In Farmer’s case back in 1998, PIH worked with the World Health Organization (WHO) to create the Green Light Committee to accelerate universal access to prevention, early diagnosis and effective patient-centered treatment for MDR-TB to poor countries which demonstrated the capability to use the drugs correctly. The idea behind the original committee was to create a body in charge of distributing second-line drugs at reduced prices, with reductions coming in stages. By 2000, projects buying second-line TB drugs through the GLC paid about 95 percent less for four of the second-line drugs than they would have in 1996, and 84 percent less for two others.

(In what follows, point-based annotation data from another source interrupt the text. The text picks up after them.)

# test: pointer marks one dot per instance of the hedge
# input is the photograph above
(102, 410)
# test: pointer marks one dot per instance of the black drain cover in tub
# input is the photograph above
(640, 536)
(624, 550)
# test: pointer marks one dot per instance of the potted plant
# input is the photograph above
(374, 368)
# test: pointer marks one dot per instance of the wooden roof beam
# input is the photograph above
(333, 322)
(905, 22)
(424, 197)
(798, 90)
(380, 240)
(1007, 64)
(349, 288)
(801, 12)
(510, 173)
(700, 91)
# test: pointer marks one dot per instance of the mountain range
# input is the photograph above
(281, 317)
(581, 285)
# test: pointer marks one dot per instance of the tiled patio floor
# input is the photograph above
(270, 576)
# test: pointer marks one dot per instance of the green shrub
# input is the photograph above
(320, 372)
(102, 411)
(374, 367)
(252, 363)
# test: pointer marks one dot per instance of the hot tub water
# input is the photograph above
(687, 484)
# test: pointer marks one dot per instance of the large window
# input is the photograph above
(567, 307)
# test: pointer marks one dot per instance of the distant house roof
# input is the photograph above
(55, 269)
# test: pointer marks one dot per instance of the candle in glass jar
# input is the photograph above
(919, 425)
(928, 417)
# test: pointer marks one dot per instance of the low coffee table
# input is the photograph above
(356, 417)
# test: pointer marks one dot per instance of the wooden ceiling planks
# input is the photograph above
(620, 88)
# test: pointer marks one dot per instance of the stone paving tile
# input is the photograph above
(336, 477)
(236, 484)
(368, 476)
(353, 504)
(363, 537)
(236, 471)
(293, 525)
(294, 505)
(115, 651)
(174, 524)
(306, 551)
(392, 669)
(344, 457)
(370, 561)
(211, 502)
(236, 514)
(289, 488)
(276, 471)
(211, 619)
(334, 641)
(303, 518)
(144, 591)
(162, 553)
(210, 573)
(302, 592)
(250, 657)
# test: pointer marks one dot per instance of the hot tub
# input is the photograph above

My point: This type of streamlined access has been made possible for the poorest of the poor, and yet the U.S. finds itself dangling from a precarious ledge at the mercy of drug companies. We're talking about going against a universal recommendation for lack of a creative solution to rising prices, which seems unacceptable when faced with the very real possibility of risking the lives of infants and small children. Why is a Green Light initiative possible in the bleakest corners of the world - Peruvian slums or Siberian prisons – but public health administrators, legislators, and researchers don’t have a similar way to streamline access to the most basic vaccines, such as meningitis vaccines, in the U.S? 

1 comment:

  1. Woah. Very thought provoking. You should talk to my mom about public health for the underserved sometime. Vaccine cost-effectiveness issues and the economics of healthcare crop up in our little county as well in the whole world, apparently.

    Did you end up liking the book and/or Paul Farmer? You can't deny he's hardworking.

    PS- I'm starting a new policy where TTers comment on each other's posts to be community-oriented. Do it. Share the love.